Yeah, I am using Docker Desktop Windows daemons (and recently Docker Desktop MacOS/ARM64 daemons) on local/remote VMs mostly, with the daemon API either unencrypted or secured with mTLS, but running pack commands from my non-Windows Workstation. I develop buildpacks and stacks mostly for Windows OCI images (and contribute support for this on pack/lifecycle). Having various daemons (Linux/Windows, ARM/AMD64, podman/docker) and just swapping the DOCKER_HOST makes it easy to try out various combinations of things against lots of different daemons:

My current workflow, before this feature, was based on swapping around the DOCKER_HOST/DOCKER_CERT_PATH:

• Targeting Windows daemon insecurely on local VM

  source ~/.docker/docker-windows-local/env.sh
  
  docker build ...
  
  # contents of env.sh
  export DOCKER_HOST=tcp://<local VM IP>:2375
  unset DOCKER_TLS_VERIFY
  unset DOCKER_CERT_PATH
  

• Targeting Windows daemon securely over an untrusted network:

  source ~/.docker/docker-windows-gcp/env.sh
  
  docker build ...
  
  # contents of env.sh
  export DOCKER_HOST=tcp://<windows daemon IP>:2376
  export DOCKER_TLS_VERIFY=1
  export DOCKER_CERT_PATH=~/.docker/docker-windows-gcp/  # self-signed client/server certs
  

With the functionality of this feature, I should be able to now do this from the command line:

• Targeting Windows daemon on local VM

  docker build --docker-host=tcp://<local VM IP>:2375 ...
  

• Targeting Windows daemon on an untrusted network:
  ... until, the tls* options for --docker-host=tcp://..., are supported, I'll still need to connect to secured TLS daemons with:

  source ~/.docker/docker-windows-gcp/env.sh
  
  docker build --docker-host=""  ...  # or unset
  

  ... but eventually, with TLS cert options (syntax TBD)

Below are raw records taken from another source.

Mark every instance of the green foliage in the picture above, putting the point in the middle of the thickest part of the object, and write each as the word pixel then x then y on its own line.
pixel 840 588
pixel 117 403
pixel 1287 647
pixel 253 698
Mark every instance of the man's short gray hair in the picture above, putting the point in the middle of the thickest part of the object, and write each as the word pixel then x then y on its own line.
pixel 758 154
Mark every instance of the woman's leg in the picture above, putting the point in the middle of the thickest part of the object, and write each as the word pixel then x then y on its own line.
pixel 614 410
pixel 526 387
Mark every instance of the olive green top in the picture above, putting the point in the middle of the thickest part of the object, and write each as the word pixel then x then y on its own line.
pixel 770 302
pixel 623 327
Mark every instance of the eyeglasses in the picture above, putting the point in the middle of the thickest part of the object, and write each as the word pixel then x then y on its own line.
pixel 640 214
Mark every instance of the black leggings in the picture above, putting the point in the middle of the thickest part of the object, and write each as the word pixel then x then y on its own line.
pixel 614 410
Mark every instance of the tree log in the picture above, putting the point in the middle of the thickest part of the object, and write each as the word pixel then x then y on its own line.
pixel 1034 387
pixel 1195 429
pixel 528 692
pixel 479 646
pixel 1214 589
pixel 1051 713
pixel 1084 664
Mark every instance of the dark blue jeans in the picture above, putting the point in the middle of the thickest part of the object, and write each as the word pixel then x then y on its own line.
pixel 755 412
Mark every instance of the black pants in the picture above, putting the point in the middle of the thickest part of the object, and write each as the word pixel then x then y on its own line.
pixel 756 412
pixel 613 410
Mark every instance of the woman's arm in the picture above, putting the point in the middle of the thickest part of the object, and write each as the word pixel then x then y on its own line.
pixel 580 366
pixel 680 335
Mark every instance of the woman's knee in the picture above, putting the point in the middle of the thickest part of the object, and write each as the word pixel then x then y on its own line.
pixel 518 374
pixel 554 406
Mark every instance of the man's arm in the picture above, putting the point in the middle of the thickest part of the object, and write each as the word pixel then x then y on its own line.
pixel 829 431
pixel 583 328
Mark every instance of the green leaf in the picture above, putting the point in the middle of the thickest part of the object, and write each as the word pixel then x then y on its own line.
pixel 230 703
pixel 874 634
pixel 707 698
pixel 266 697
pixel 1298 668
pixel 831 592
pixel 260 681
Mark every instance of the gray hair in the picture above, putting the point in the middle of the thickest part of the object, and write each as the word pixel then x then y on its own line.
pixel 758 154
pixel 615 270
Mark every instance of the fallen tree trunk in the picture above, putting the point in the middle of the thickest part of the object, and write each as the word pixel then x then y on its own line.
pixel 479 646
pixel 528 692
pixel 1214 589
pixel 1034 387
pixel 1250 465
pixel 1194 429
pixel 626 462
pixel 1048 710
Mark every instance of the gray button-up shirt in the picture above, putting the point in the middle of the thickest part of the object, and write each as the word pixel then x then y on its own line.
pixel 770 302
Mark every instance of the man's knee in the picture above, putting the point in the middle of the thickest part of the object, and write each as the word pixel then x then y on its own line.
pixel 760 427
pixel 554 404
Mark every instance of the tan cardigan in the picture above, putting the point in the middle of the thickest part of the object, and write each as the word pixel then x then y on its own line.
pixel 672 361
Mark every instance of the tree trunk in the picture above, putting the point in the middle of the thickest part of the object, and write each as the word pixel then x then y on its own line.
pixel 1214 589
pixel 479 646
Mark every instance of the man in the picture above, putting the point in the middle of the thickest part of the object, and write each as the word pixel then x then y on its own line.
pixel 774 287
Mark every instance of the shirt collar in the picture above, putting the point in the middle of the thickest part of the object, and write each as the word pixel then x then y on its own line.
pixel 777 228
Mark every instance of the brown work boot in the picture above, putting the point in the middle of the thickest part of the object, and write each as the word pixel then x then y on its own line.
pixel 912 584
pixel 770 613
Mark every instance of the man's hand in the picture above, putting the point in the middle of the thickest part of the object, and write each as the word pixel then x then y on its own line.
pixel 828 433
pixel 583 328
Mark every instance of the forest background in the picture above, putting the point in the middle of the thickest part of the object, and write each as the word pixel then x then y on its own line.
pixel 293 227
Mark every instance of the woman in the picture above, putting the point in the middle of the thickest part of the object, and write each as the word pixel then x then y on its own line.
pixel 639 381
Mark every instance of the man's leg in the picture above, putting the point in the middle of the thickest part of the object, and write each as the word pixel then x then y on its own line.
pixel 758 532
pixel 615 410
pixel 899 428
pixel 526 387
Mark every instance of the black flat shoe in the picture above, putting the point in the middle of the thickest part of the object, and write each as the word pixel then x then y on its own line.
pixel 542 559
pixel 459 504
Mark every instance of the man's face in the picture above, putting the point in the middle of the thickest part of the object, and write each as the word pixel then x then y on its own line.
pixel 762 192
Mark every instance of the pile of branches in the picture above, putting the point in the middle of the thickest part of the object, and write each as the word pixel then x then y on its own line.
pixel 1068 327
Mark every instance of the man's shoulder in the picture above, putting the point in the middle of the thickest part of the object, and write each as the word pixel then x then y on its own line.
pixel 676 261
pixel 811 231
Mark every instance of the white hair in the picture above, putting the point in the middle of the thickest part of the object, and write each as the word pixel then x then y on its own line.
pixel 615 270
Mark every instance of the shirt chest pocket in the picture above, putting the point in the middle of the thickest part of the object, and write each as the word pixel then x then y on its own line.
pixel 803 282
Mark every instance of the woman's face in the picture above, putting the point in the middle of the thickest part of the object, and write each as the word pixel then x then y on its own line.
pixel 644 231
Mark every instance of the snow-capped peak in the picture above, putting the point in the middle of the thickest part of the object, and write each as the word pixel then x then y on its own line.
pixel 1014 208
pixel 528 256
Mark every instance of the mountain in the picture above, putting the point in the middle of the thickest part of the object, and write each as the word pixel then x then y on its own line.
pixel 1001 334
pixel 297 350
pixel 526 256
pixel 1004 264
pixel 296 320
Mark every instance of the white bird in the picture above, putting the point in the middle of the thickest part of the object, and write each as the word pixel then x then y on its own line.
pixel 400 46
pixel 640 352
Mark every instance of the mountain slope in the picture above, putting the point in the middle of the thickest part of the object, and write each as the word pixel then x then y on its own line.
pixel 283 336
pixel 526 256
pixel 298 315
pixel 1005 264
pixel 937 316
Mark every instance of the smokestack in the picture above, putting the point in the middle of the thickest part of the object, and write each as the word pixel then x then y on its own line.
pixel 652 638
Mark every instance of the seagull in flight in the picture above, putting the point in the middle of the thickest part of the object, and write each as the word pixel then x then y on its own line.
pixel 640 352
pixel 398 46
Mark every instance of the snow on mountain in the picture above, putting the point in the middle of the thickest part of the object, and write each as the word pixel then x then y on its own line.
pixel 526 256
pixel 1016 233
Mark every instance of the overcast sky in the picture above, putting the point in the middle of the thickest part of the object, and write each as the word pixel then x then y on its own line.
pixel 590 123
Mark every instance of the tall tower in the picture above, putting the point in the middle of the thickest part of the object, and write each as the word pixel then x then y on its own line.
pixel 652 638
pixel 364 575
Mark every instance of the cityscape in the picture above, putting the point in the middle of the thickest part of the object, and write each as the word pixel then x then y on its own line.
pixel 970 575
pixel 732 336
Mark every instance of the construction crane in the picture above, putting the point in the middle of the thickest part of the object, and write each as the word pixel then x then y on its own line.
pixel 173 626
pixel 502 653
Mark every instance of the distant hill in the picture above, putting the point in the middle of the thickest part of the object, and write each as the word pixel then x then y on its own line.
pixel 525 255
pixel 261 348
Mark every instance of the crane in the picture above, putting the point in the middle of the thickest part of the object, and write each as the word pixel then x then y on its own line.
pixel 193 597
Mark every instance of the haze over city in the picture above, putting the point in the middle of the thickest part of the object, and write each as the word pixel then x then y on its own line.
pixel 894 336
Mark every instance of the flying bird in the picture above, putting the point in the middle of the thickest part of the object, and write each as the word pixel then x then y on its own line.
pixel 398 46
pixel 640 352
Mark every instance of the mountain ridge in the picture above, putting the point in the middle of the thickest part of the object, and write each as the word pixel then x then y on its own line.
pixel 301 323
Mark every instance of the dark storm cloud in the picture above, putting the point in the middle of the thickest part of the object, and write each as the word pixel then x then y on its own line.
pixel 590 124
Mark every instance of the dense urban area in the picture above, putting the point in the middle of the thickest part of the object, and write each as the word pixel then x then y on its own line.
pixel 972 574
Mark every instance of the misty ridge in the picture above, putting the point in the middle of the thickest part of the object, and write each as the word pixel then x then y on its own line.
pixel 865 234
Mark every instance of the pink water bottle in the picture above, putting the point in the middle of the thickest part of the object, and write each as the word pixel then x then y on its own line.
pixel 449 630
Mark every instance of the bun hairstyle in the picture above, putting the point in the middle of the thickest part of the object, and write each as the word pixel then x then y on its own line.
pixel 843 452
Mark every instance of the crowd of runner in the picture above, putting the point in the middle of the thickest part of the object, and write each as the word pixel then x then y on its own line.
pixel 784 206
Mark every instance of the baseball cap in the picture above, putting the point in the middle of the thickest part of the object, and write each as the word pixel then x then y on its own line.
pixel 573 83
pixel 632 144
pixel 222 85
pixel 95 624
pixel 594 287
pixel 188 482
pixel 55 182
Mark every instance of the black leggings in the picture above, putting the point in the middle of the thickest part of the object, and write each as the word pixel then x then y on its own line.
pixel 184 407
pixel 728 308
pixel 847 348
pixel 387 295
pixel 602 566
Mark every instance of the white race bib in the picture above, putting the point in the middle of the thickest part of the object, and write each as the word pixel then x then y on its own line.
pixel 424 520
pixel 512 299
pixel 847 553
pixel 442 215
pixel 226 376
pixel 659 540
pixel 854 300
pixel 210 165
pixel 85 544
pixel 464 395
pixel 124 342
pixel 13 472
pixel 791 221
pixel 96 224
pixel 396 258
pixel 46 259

  docker build --docker-host=tcp://<windows daemon IP>:2376 --docker-host-options=tlscertpath=~/.docker/docker-windows-gcp,tlsverify=1
  

  There's a few details here that may be tricky: how to copy in certs in a way that only lifecycle can access them but not buildpacks (maybe root/Administrator-only read permissions?). Or perhaps an option to only use --docker-host="tcp://..."
  and certs for pack, but continue to bind-mount socket in the container for lifecycle.

But overall, this feature is a great step to making the implicit DOCKER_HOST functionality that I've been relying on become more explicit, while enabling more rootless daemon options which is awesome.